The unwarranted escalation of attacks on Nigeria’s educational institutions by bandits is a manifestation of the near collapse of Nigeria’s security architecture. It does not only portend serious danger for the country, but also reverses the efforts to improve the state of education in Nigeria. As the former Vice President, Atiku Abubakar, recently noted, we must not only ensure that the abducted students are rescued, we must also put in place measures to prevent such attacks in future.
“It is time for us as a nation to face the reality that we have an emergency on our hands; a catastrophe that must be decisively dealt with before it snowballs into an existential crisis,” Atike, who was the presidential candidate of the Peoples Democratic Party in the 2019 election, added.
The alarm raised by Atiku came at the right time. The abduction of students is fast becoming a new normal in Nigeria. Late last month, some undergraduates of the Federal University of Agriculture, Makurdi, Benue State, were abducted but later released some days after. In March, 39 students of the Federal University of Forestry Mechanisation in Kaduna were similarly abducted.
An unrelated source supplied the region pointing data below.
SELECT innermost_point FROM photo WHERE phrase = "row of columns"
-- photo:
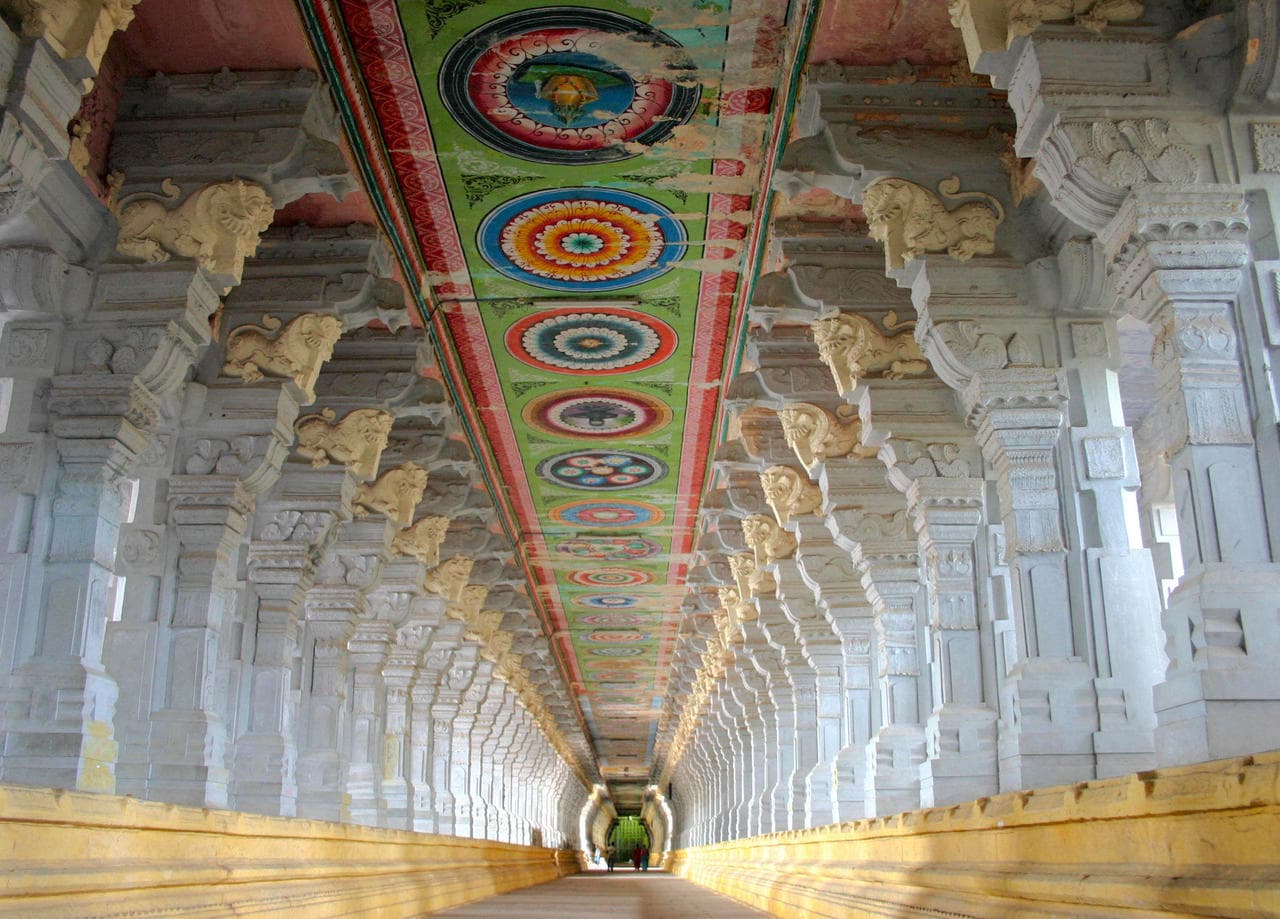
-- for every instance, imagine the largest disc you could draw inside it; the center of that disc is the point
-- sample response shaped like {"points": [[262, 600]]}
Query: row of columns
{"points": [[247, 557], [937, 559]]}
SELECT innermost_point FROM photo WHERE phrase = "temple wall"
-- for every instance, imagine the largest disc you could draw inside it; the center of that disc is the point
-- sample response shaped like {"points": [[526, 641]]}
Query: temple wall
{"points": [[74, 854], [1198, 840]]}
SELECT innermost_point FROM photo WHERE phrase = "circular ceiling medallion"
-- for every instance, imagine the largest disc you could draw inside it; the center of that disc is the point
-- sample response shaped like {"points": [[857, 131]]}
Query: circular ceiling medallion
{"points": [[602, 471], [617, 652], [607, 515], [581, 239], [567, 86], [617, 636], [611, 577], [604, 341], [597, 412], [609, 548], [613, 620], [607, 600]]}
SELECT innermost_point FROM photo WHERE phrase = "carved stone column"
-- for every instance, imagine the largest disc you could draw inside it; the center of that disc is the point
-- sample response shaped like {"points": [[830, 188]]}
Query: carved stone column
{"points": [[1176, 257]]}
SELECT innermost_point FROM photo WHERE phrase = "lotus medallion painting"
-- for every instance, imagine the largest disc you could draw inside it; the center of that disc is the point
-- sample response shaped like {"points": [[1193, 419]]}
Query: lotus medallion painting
{"points": [[572, 188]]}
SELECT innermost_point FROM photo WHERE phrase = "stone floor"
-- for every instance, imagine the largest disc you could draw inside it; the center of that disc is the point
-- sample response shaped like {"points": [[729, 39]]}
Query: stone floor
{"points": [[621, 895]]}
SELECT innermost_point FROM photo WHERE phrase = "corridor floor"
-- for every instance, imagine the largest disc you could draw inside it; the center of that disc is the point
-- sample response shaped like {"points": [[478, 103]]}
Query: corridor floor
{"points": [[621, 895]]}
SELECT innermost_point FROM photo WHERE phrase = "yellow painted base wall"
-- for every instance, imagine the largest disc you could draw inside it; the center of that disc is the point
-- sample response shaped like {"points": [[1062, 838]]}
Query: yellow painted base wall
{"points": [[73, 854], [1188, 841]]}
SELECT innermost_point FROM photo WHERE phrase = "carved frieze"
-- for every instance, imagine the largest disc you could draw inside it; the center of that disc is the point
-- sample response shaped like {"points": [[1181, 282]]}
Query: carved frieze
{"points": [[296, 352], [817, 435], [912, 220], [1027, 15], [767, 540], [357, 440], [73, 28], [449, 577], [219, 225], [1124, 154], [396, 493], [423, 540], [789, 493], [855, 348]]}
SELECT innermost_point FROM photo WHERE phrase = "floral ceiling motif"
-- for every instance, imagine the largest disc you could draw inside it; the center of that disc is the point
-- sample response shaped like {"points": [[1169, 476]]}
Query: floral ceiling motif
{"points": [[576, 188]]}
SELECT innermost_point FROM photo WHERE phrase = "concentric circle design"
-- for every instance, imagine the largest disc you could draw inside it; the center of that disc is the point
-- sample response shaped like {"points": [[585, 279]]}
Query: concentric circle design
{"points": [[613, 620], [581, 239], [558, 85], [592, 343], [597, 412], [611, 577], [602, 471], [608, 600], [607, 515], [616, 636], [609, 548]]}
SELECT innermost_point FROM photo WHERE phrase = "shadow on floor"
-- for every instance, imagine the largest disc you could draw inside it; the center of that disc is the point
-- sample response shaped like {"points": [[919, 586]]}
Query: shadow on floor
{"points": [[625, 894]]}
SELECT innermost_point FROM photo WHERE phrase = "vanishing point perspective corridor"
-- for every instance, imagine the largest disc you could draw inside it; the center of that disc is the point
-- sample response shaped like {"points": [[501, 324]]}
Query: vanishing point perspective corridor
{"points": [[640, 458]]}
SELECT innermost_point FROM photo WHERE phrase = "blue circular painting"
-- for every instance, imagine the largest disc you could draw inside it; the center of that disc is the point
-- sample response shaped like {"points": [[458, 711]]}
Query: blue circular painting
{"points": [[581, 239], [568, 86]]}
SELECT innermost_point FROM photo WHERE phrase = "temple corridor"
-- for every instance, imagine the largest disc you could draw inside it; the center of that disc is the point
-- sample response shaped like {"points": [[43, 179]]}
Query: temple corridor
{"points": [[830, 448], [621, 895]]}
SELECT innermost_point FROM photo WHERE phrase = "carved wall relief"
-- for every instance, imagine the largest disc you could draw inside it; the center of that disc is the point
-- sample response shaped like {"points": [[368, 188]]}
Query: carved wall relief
{"points": [[356, 442], [218, 225], [73, 28], [910, 220], [817, 435], [423, 540], [449, 577], [296, 352], [1124, 154], [767, 540], [854, 348], [789, 493], [396, 493]]}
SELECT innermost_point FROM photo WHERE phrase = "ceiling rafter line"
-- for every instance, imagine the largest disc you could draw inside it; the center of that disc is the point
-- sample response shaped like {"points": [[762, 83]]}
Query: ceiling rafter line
{"points": [[325, 44]]}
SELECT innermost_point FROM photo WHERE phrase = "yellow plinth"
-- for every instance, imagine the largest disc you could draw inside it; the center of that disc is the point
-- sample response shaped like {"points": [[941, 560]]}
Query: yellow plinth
{"points": [[1200, 841], [74, 854]]}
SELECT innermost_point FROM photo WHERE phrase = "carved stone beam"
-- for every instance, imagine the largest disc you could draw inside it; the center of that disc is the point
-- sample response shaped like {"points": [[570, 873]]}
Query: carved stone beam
{"points": [[990, 27], [297, 351]]}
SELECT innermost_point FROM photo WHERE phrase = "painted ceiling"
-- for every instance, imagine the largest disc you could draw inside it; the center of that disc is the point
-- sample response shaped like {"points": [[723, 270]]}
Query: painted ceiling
{"points": [[576, 188]]}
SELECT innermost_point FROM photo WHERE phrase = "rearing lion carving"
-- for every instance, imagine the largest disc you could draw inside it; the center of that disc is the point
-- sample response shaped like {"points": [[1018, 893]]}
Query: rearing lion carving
{"points": [[910, 220], [855, 348], [297, 352]]}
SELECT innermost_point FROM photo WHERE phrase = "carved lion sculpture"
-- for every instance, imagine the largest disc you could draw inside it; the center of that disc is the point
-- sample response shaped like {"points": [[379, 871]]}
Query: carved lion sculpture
{"points": [[396, 493], [910, 220], [219, 225], [1027, 15], [297, 352], [356, 442], [855, 348]]}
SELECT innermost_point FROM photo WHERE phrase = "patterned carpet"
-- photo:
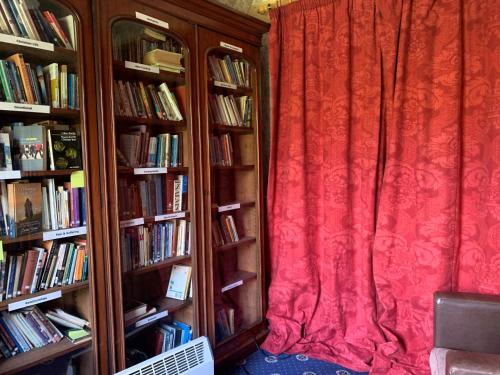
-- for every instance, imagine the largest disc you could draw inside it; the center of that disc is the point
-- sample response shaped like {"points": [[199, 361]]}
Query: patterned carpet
{"points": [[262, 363]]}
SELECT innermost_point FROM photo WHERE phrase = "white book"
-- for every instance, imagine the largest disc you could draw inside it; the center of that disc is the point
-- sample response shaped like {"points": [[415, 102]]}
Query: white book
{"points": [[179, 282]]}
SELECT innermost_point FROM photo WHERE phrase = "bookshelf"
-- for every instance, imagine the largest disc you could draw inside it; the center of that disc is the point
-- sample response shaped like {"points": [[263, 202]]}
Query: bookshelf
{"points": [[151, 236], [234, 205], [48, 242]]}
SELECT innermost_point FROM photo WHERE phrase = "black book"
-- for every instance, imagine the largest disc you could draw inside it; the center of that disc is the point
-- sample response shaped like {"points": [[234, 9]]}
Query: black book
{"points": [[66, 149]]}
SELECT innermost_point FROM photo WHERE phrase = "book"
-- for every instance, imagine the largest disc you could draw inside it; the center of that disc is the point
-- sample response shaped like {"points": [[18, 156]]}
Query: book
{"points": [[179, 282], [29, 148], [65, 149]]}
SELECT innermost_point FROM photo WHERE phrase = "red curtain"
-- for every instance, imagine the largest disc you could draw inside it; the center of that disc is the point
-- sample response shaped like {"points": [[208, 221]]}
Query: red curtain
{"points": [[384, 181]]}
Ten of these students were recently released while 29 others are still languishing in captivity.
The plight of the 23 students kidnapped in April from the Greenfield University in the same Kaduna is worse. The bandits demanded N800 million for their release and have viciously killed five of the students. They threatened to kill more if their demand was not fully met. The Kaduna State Governor, Nasir el-Rufai, has vowed never to pay ransom to bandits.
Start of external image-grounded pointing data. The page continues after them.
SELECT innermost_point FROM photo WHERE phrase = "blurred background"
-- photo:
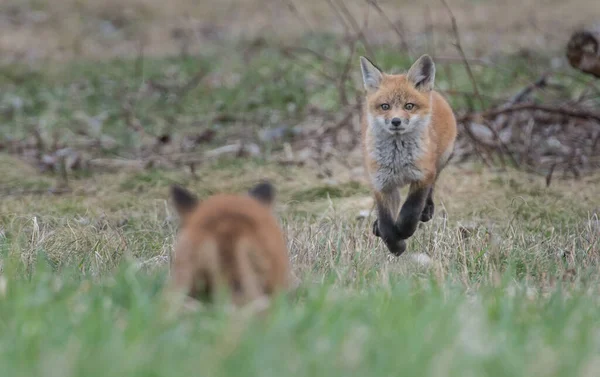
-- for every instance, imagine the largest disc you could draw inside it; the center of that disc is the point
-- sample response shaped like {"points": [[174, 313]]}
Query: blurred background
{"points": [[95, 85]]}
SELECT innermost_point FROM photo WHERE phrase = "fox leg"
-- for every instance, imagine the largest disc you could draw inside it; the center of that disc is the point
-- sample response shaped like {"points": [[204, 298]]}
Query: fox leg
{"points": [[387, 210], [427, 213], [412, 209]]}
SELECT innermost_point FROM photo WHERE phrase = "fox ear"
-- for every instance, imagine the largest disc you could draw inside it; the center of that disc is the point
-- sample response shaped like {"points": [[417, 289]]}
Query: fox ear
{"points": [[422, 73], [372, 75], [185, 202], [264, 192]]}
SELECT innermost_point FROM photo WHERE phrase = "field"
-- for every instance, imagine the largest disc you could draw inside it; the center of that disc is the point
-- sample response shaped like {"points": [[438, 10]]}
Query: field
{"points": [[95, 126]]}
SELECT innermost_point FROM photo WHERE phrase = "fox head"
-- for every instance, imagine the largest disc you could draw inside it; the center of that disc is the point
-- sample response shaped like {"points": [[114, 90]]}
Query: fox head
{"points": [[399, 104], [186, 202]]}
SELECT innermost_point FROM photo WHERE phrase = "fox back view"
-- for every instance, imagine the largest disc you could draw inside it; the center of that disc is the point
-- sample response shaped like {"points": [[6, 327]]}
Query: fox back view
{"points": [[232, 242], [408, 134]]}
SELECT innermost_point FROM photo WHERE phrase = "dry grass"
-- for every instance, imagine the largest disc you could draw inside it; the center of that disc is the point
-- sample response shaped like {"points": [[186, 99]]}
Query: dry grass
{"points": [[486, 223]]}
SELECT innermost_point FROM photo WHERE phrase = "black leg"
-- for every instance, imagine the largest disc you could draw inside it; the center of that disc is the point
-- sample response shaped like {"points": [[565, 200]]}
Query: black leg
{"points": [[429, 209], [385, 228], [411, 211]]}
Attack on schools started in April 2014 with the abduction of 276 schoolgirls from their school in Chibok, Borno State by Boko Haram insurgents. Between October 2016 and May 2017, over 100 of these girls were released by the terrorists whose strange ideology is that Western education is a sin. Many of the girls are still in captivity.
In February 2018, the terrorists invaded the Government Secondary School in Dapchi, Yobe State and kidnapped 110 schoolgirls. They eventually released 105 of these girls as four of them had earlier died in custody while one, Leah Sharibu, is still held captive.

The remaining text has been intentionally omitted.